NON HO QUELL’ELEGANZA

di Maria Fozzi

Non ho l’eleganza dell’abito firmato. Non ho quel tocco di classe di una borsa Chanel che ti dà il diritto di camminare in posizione eretta e con la puzza sotto il naso. Non ho l’eleganza delle scarpe Prada, quelle che ti danno il diritto di guardare dall’alto in basso una persona trasandata o dai vestiti di marche sconosciute. Non ho l’eleganza delle unghie curate e degli accessori sempre abbinati a puntino.

Non ho l’eleganza di una ricca eredità e di un conto corrente a vari zeri (ovviamente anticipati da altre cifre). Non ho l’eleganza che si ha quando si appartiene alla medio-alta borghesia o ad ambienti culturalmente eletti. Non ho nemmeno l’eleganza del linguaggio sublime. Non ho l’eleganza del mignolo alzato e dei club di classe. Non ho l’eleganza del sentirmi migliore e di ritenere che la mia presenza non si debba mischiare a quella di bruti, sporchi e chiassosi individui. Non ho l’eleganza di chi guida una macchina lussuosa o è sempre in camicia. Non ho l’eleganza di chi ha studiato in una scuola rinomata. No, non ho nessuna di queste eleganze. Forse non ho nessuna eleganza.

Eppure ho conosciuto altre caratteristiche sociali che io chiamo Eleganza.

Ho conosciuto l’eleganza del rispetto del prossimo. L’eleganza della considerazione dell’opinione altrui, indipendentemente dal sesso, dalla provenienza e dall’età. Un’eleganza sublime. Perché quando qualcuno parla è elegantissimo ascoltare, e se si pensa che quanto appena ascoltato sia stupido, elegante è indagarsi per accertarsi che si è capito bene; e una volta appurato quanto detto, anche se quel che è acquisito è molto lontano dal nostro modo di vedere, elegante è rispettarlo. Elegante è non giudicare.

Ho conosciuto l’eleganza dell’accoglienza. Ho conosciuto l’eleganza del coinvolgere in un gruppo il nuovo arrivato, di chiedergli di lui e della sua vita, di cercarlo con gli occhi mentre si parla con un altro interlocutore.

Ho conosciuto l’eleganza della condivisione. Ho conosciuto l’eleganza del provare piacere ad offrire ciò che si ha, senza pensare che debba essere necessariamente ripagato o pareggiato; perché quando c’è rispetto tutto torna senza troppe spiegazioni. E da qui, c’è anche l’eleganza di non approfittarsi di chi ci concede fiducia e generosità.

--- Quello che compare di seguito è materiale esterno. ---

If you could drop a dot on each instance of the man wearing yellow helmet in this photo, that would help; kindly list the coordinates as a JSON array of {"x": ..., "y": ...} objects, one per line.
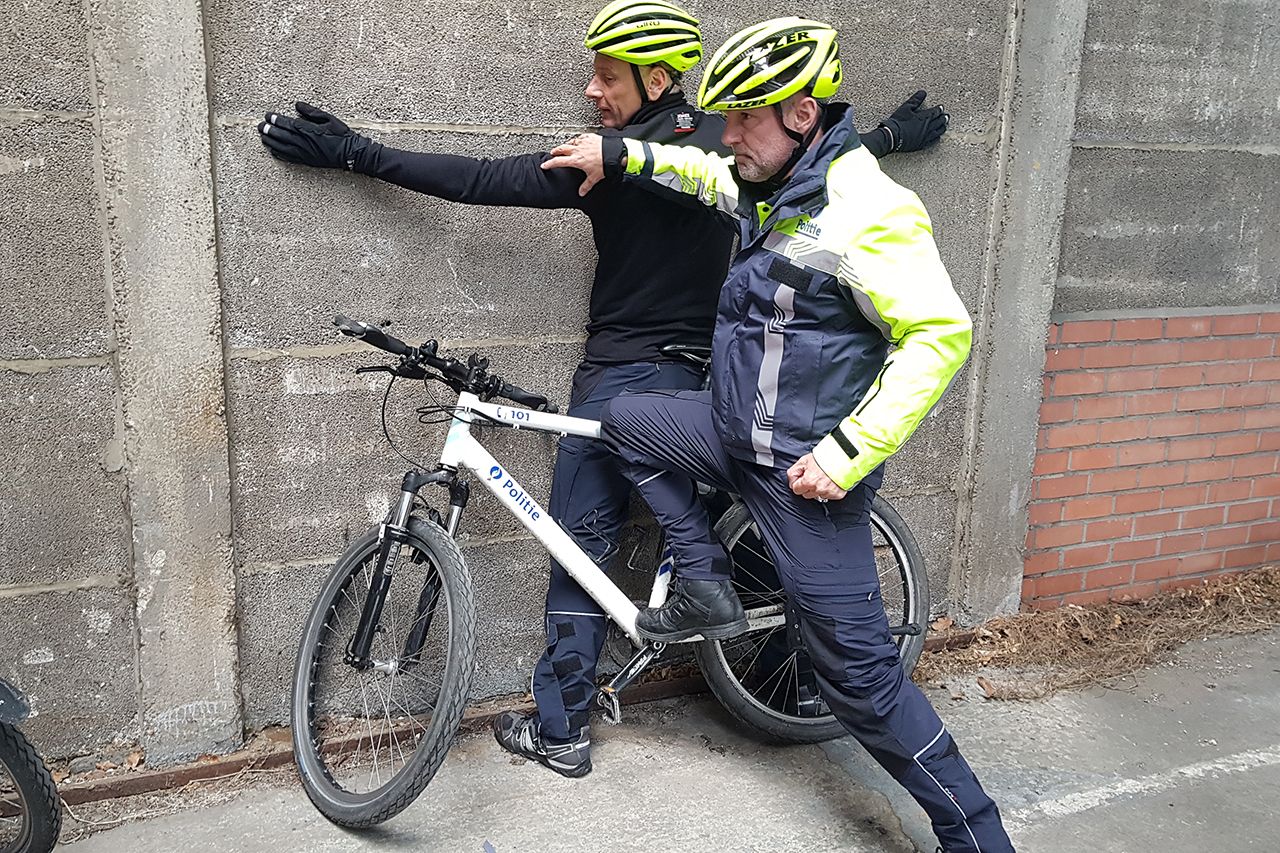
[
  {"x": 836, "y": 267},
  {"x": 656, "y": 284}
]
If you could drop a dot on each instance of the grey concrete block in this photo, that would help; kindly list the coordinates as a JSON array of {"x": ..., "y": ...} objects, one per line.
[
  {"x": 1169, "y": 228},
  {"x": 73, "y": 653},
  {"x": 1185, "y": 71},
  {"x": 955, "y": 182},
  {"x": 63, "y": 496},
  {"x": 312, "y": 469},
  {"x": 931, "y": 519},
  {"x": 272, "y": 609},
  {"x": 44, "y": 53},
  {"x": 499, "y": 64},
  {"x": 54, "y": 297},
  {"x": 298, "y": 245},
  {"x": 932, "y": 457}
]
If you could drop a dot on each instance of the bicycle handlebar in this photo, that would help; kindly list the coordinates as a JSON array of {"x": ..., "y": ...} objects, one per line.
[
  {"x": 474, "y": 375},
  {"x": 370, "y": 334}
]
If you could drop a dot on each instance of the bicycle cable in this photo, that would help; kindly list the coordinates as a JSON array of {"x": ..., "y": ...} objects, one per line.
[{"x": 387, "y": 433}]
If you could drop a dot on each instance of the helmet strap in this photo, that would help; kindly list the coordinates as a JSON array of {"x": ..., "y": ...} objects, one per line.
[
  {"x": 801, "y": 140},
  {"x": 644, "y": 92}
]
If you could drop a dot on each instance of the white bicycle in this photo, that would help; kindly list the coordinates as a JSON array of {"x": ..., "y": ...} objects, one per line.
[{"x": 385, "y": 661}]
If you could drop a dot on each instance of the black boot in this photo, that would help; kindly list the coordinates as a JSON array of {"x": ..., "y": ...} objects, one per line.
[
  {"x": 707, "y": 607},
  {"x": 519, "y": 734}
]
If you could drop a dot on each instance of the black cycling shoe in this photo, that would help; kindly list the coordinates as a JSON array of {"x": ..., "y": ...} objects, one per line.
[
  {"x": 707, "y": 607},
  {"x": 517, "y": 734}
]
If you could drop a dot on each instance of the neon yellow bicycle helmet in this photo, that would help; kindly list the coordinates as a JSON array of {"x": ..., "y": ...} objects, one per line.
[
  {"x": 768, "y": 63},
  {"x": 644, "y": 32}
]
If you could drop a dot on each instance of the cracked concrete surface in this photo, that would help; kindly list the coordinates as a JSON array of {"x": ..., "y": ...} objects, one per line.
[{"x": 1183, "y": 757}]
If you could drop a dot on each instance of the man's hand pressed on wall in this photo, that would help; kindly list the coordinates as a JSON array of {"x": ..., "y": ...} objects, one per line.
[
  {"x": 810, "y": 482},
  {"x": 585, "y": 153}
]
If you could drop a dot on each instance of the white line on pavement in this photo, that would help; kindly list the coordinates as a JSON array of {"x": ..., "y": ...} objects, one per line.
[{"x": 1092, "y": 798}]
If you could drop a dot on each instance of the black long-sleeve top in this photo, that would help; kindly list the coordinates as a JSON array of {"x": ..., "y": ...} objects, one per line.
[{"x": 659, "y": 264}]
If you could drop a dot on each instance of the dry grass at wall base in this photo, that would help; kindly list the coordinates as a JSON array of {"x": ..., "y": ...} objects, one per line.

Che eleganza!

Ho conosciuto l’eleganza del credere sempre nelle possibilità altrui, del non azzardarsi mai a buttare giù qualcun altro. Elegante è arrivare a pensare che se un altro non sta riuscendo, probabilmente stanno giocando altri fattori che non riguardano propriamente le capacità personali, ma altri aspetti quali la sfiducia, la paura e la poca autostima. Elegante è non approfittarsi delle insicurezze altrui per far credere all’altro di essere inferiore, acquisendo noi stessi un qualche immeritato potere, o valore. Elegante è aiutare e infondere fiducia in sé stessi.

Elegante è guardare le persone negli occhi e dire la verità. Elegante è ammettere i propri errori.

Elegante è non pensare mai di essere migliori degli altri, né inferiori. Elegante è pensare di essere uguali e diversi allo stesso tempo. Elegante è pensare che questo sia assolutamente giusto.

Elegante è non essere ingordi, ma altruisti. Elegante è non essere attaccati agli oggetti, ma ai valori. Elegante è non buttare via la propria e l’altrui dignità. Elegante è volersi bene.

Questo è ciò che ritengo elegante, e se per caso non dovesse rientrare nella vostra definizione di eleganza, ritenete la cosa pure sciocca, ma non giudicatemi; sarà là che io vi considererò eleganti.